Some federal loans, like direct subsidized and direct unsubsidized ones, have limits. Others, like the Parent PLUS loan, allow you to borrow up to your college's full cost of attendance. This can be helpful for students with little assistance elsewhere, but according to financial aid advisor Jack Wang, it can also be dangerous.  

"Since PLUS loans allow a grad student or parent to borrow as much as they need, families can get themselves into real trouble with taking on way too much debt," Wang says. 

What is a private student loan?

Private student loans are, as the name suggests, loans issued by privately owned companies, not the federal government. This usually means more options in rate, term and repayment plans, but they can also come with a harder qualification process

"Private student loans are offered by financial institutions, will require a credit check and may require a cosigner," Rubin says. 

With private student loans, your credit score — or your cosigner's score — plays a big role in your ability to get the loan, as well as what rate you pay when you do. For this reason, private student loan interest rates are often much higher than federal student loan rates, which are subsidized by the government and not credit-dependent. 

The big perks of private student loans, Wang says, are "choices in borrower, rate, term and payment type."

"These allow a family to really plan their finances much more," Wang says. "Some private loans also offer benefits such as help with a job search or even a small cash-back option for good grades."

When is a federal student loan the best option?

In most situations, you'll want to use any federal loans available to you before turning to private ones. For one, the rates on federal loans are typically lower and more affordable (unless you have spectacular credit). You will also have access to things like income-based repayment plans and potential student loan forgiveness if you go into certain career paths.
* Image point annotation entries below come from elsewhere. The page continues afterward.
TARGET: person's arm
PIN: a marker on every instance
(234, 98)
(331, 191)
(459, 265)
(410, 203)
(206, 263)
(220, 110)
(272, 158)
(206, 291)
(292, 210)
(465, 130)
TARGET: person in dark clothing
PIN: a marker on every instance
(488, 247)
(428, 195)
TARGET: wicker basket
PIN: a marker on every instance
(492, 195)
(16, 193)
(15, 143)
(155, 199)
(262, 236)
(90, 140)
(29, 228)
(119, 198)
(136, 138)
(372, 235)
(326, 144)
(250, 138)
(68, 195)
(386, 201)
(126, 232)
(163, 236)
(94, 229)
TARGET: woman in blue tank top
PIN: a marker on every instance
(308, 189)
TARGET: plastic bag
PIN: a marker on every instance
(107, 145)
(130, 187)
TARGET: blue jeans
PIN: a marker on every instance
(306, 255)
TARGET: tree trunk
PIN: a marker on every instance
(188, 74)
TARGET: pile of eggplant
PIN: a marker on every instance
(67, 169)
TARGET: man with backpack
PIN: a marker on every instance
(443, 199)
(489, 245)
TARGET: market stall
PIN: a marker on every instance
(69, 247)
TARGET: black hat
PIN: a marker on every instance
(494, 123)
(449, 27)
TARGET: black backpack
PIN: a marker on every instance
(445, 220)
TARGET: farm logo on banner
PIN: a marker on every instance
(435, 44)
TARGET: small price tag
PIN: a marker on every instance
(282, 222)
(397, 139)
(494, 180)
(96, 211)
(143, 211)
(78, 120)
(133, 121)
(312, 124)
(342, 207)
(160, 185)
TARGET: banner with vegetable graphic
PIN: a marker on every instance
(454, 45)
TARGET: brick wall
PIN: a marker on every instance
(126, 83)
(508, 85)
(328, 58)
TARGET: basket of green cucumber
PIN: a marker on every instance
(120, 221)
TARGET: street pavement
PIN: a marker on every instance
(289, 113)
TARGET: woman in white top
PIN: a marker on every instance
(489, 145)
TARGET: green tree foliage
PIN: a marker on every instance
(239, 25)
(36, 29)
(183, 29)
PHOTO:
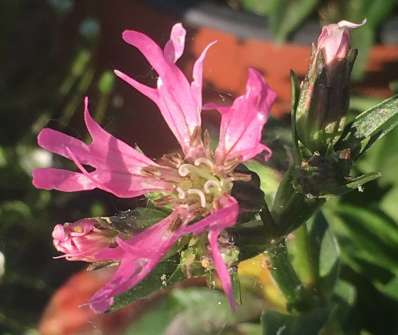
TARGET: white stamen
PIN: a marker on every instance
(183, 170)
(181, 193)
(212, 184)
(205, 161)
(200, 194)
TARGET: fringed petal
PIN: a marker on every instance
(242, 123)
(118, 167)
(178, 101)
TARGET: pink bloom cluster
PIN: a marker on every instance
(196, 183)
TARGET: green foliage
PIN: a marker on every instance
(166, 273)
(197, 311)
(306, 323)
(370, 126)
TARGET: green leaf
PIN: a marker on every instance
(315, 254)
(287, 15)
(390, 288)
(133, 220)
(311, 323)
(370, 126)
(165, 274)
(295, 92)
(366, 235)
(196, 311)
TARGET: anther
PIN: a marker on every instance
(205, 161)
(212, 184)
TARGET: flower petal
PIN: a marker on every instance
(117, 165)
(242, 123)
(61, 180)
(216, 223)
(175, 46)
(221, 268)
(140, 256)
(177, 100)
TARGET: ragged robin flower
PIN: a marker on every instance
(196, 182)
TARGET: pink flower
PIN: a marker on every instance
(195, 184)
(334, 40)
(81, 240)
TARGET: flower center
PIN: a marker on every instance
(200, 186)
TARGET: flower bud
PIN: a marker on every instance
(324, 93)
(81, 240)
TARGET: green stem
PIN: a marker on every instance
(285, 276)
(292, 208)
(303, 260)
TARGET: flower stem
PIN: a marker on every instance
(292, 208)
(285, 276)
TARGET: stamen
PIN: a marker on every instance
(205, 161)
(239, 177)
(200, 194)
(212, 184)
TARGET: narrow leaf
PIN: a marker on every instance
(370, 126)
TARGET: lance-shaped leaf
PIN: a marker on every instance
(370, 126)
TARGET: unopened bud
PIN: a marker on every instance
(81, 240)
(334, 40)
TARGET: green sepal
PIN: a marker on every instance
(295, 93)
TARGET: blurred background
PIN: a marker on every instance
(55, 52)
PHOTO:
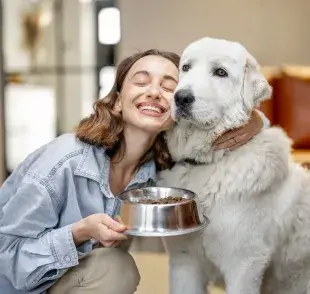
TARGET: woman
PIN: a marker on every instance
(58, 205)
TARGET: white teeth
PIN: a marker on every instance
(149, 107)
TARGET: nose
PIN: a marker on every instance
(184, 98)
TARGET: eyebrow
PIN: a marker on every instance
(144, 72)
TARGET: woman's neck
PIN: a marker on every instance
(137, 144)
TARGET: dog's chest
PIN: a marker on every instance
(218, 204)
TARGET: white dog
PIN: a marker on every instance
(257, 199)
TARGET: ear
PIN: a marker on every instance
(118, 103)
(255, 85)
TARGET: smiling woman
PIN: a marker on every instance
(144, 83)
(59, 224)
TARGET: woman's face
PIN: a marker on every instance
(147, 93)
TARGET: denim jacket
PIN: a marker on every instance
(56, 186)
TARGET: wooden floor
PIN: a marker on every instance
(154, 273)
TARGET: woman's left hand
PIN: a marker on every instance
(235, 138)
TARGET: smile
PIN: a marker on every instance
(151, 109)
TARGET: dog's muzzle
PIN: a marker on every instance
(184, 100)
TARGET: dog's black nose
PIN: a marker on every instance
(184, 98)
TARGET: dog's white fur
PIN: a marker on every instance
(257, 199)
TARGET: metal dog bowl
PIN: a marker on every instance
(159, 220)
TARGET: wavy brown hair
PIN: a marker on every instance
(105, 127)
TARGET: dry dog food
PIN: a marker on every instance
(168, 200)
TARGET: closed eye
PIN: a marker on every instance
(141, 84)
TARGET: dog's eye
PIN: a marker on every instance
(186, 67)
(221, 72)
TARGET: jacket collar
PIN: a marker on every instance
(95, 165)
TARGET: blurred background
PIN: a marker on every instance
(58, 56)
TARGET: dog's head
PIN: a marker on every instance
(220, 83)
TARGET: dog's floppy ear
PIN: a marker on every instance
(255, 85)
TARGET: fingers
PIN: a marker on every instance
(112, 224)
(107, 236)
(118, 219)
(111, 244)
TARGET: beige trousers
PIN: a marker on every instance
(102, 271)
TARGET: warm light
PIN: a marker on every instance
(109, 27)
(106, 80)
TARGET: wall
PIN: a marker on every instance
(274, 31)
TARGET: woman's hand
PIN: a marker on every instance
(235, 138)
(100, 227)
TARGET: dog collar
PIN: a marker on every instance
(192, 161)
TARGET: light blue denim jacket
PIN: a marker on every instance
(56, 186)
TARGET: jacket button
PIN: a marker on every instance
(67, 258)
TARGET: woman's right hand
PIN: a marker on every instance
(100, 227)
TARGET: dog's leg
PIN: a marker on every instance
(246, 277)
(186, 265)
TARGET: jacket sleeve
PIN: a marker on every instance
(32, 253)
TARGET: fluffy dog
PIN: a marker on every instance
(257, 199)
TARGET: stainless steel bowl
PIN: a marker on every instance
(160, 220)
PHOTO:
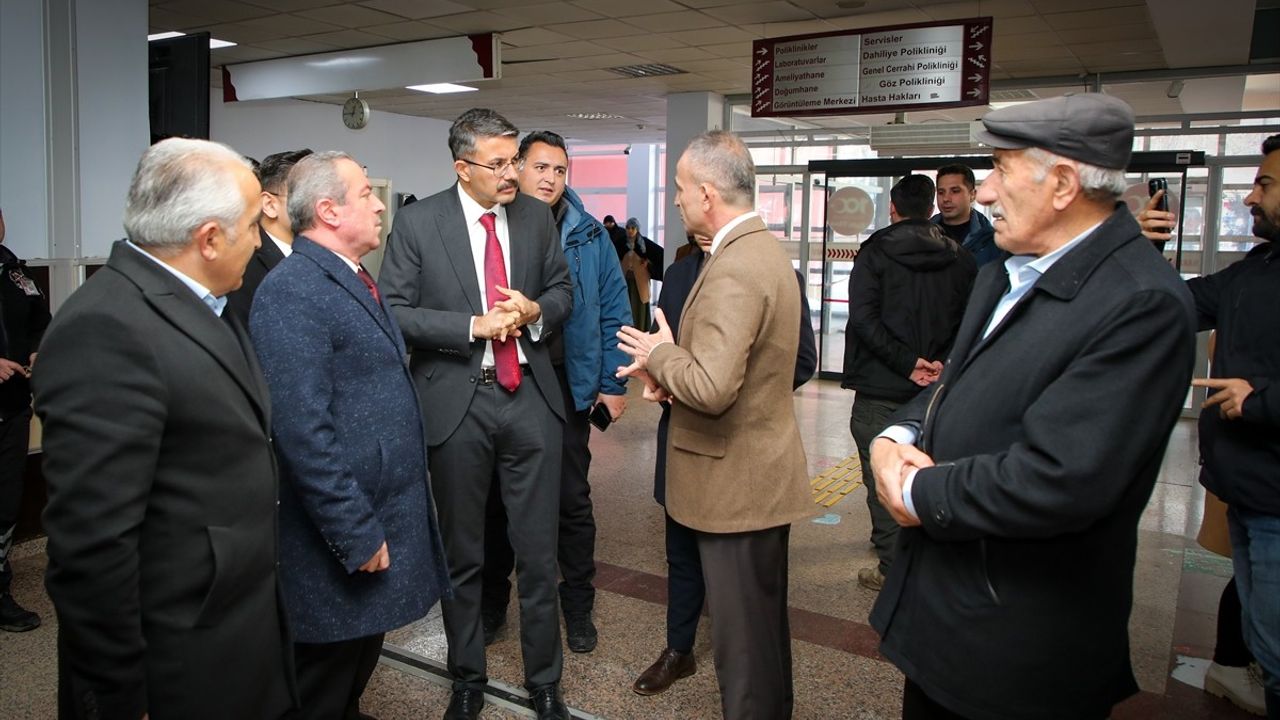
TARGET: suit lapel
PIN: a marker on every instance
(451, 226)
(181, 308)
(347, 281)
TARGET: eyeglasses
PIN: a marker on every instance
(498, 171)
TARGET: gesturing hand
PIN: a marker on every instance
(526, 310)
(891, 463)
(1229, 397)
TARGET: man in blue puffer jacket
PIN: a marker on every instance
(585, 355)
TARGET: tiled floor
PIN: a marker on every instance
(839, 673)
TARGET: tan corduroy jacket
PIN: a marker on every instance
(734, 458)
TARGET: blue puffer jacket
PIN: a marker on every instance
(981, 240)
(592, 354)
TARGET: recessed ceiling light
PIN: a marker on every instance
(214, 44)
(442, 87)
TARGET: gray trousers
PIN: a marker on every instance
(867, 420)
(746, 595)
(516, 438)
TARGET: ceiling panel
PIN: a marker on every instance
(417, 9)
(556, 53)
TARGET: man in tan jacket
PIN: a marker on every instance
(736, 469)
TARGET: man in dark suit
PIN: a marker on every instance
(360, 551)
(161, 481)
(478, 281)
(736, 472)
(277, 236)
(1020, 478)
(685, 587)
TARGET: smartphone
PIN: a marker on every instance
(600, 417)
(1156, 185)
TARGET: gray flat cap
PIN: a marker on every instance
(1089, 127)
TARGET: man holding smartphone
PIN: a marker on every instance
(584, 355)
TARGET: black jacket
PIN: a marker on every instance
(906, 295)
(23, 318)
(1013, 598)
(1242, 456)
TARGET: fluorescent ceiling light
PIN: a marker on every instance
(442, 87)
(214, 44)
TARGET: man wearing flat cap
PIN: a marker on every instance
(1019, 478)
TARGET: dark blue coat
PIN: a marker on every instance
(348, 434)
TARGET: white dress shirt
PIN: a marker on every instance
(471, 213)
(204, 294)
(1023, 270)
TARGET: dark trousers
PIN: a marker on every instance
(576, 545)
(746, 592)
(517, 438)
(14, 440)
(332, 677)
(868, 419)
(1230, 648)
(685, 587)
(919, 706)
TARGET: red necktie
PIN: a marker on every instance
(504, 359)
(369, 282)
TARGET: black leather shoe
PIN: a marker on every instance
(580, 633)
(492, 624)
(548, 703)
(465, 705)
(14, 618)
(664, 671)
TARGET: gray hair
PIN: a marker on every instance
(178, 186)
(1100, 185)
(315, 178)
(475, 123)
(722, 160)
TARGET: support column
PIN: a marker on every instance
(689, 114)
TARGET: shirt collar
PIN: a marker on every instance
(202, 292)
(471, 210)
(723, 232)
(1037, 267)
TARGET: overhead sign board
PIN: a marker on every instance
(881, 69)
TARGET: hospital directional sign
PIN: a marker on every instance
(881, 69)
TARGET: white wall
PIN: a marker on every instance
(410, 151)
(113, 112)
(23, 172)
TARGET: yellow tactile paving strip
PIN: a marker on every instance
(832, 484)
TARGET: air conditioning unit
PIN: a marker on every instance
(926, 139)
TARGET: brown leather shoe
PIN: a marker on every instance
(667, 669)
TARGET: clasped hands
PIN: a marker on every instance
(506, 317)
(1229, 397)
(892, 463)
(639, 345)
(926, 373)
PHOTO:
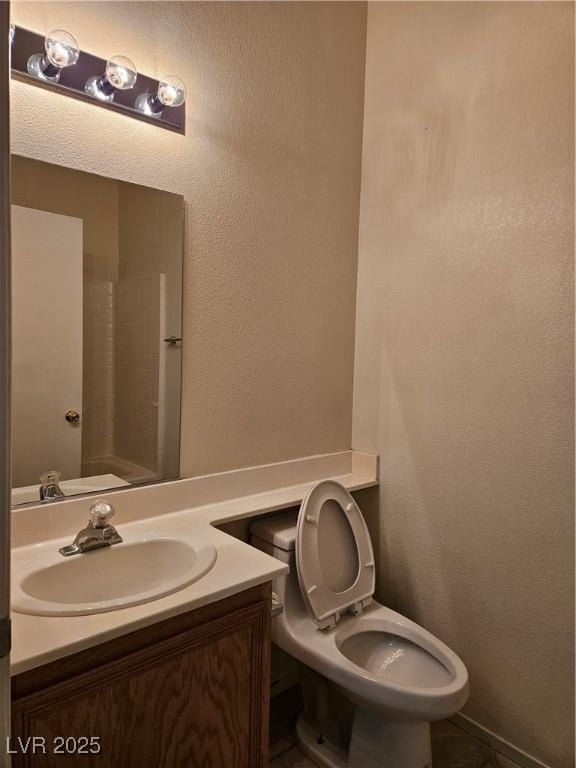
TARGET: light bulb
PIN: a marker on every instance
(121, 72)
(61, 51)
(120, 75)
(171, 93)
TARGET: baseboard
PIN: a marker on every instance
(497, 743)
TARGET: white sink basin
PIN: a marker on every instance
(138, 570)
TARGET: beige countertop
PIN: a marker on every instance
(39, 639)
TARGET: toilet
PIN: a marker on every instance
(398, 676)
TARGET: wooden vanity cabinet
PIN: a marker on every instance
(188, 692)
"From a financial aid perspective, we recommend exhausting your federal loan options before taking out any private loans," Lopez says. "In general, federal student loans usually have more benefits than loans from banks or other private sources."

Federal loans are also easier to qualify for, so if you have bad credit (or no credit at all), they can also be a smart choice. 

When is a private student loan the best option?

Private student loans can be smart if you want to pick and choose your term, payment plan and interest rate type. With private loans, you can often choose between terms that range from five to 30 years or payments that are interest-only, flat fees or principal-and-interest combined. You can often pick between fixed and variable rates, too.

You might also consider private student loans if you or your cosigner have excellent credit. In this case, it's possible your interest rate may be lower on a private loan than a federal one.

Finally, if you have a cosigner and want them to have the option of being released in the future, you'll want to choose a private loan. Federal student loans don't allow for this.

"For a family that likes to have choices, wants a cosigner release option or has excellent credit to qualify for a lower rate, then a private loan can be a good option," Wang says.

When you might need both types of college loans

In many cases, you'll want a combination of both federal and private student loans — with the latter picking up the slack from the former. As Rubin explains, "The federal loans with the best borrower benefits — the Direct Stafford loans — have annual and aggregate loan limits, leaving students with financial aid gaps."

Private loans can be a good option for filling those gaps and covering the remaining costs of college.

If you do opt for this strategy, Rubin warns, "Always borrow responsibly. Understand your current debt, future earnings and ability to repay. Never borrow more than you need and be prepared to manage repayment once you finish your program."

Learn more about your student loan options here.

Talk to your financial aid office

If you're not sure which type of loan is right for your higher education costs, talk to your school's financial aid office. They can walk you through your options, the costs of each and their pros and cons.